紬に限らず柔らか物でも春は綸子、秋には縮緬がふさわしく感じられます。
帯揚げの生地もそうですね。

生地ではなく柄での季節は、草花の柄ならばその花が咲く季節が判っていれば問題ありません。
薔薇などは春秋2回咲くのでお得?ですが
紫陽花や菖蒲、百合などは咲く時期の短いものです。
概して冬の花(椿や梅)は開花時期も長く、長く着られるものが多いです。
でも2月にも咲いていても、ポインセチアはやっぱりクリスマスイメージですけど。
何の花か分からないものもありますが(それはそれで草花紋、として通年着用できます)
判れば花の名称を知っておくと 季節以外での使い方として
例えば吉祥柄として 百花の王の牡丹、長寿を願う菊、などや
ご自分の名前に入ってるから、とか誕生花だとか、
地元では散ったけど 実家地方は今が盛りなので、とか?
回りにとやかく言われた時に 確信犯?として反論できると楽しみも広がるのではないでしょうか。
  
抽象柄では鋭角、直線的なものは夏が 
曲線は冬が なんとなく心に沿うような気がします。

普段から自然に接して季節に対する感覚を養っておくことが
着物のコーディネイトを楽しむことに繋がります。
よく見れば 通勤の道端にも 季節は溢れています。
その季節にあったものでなくてはダメ、というのではなく 季節を知った上で 自分流に楽しみたいですね。

ぽってり可愛い紅梅帯です。
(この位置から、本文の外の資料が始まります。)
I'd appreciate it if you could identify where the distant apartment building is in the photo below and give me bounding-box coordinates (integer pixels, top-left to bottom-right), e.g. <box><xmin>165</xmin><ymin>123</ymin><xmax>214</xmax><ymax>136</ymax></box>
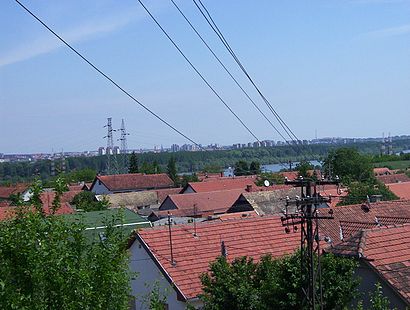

地色はチャコールグレー。黄八丈とかにも合わせたいなぁ。
今日は山崎さんの茜のほたる絞りに合わせました。

桜は具象的に枝や葉が描かれれなければ桜の季節以外もOKと言われることが多いですが
梅も枝がないとデザイン性が高くちょっとは長く着られる気がします。
お正月から2月いっぱいが一番似合いますが この可愛さは見せびらかしたいので
桜が咲き始めるまで「名残の」と言いながら締めてしまいたいです。
咲く前の「走り」満開の「旬」散り始めた「名残」
言い訳っぽいですが 長く楽しむコツの1つとして覚えておいてもいいかもしれません。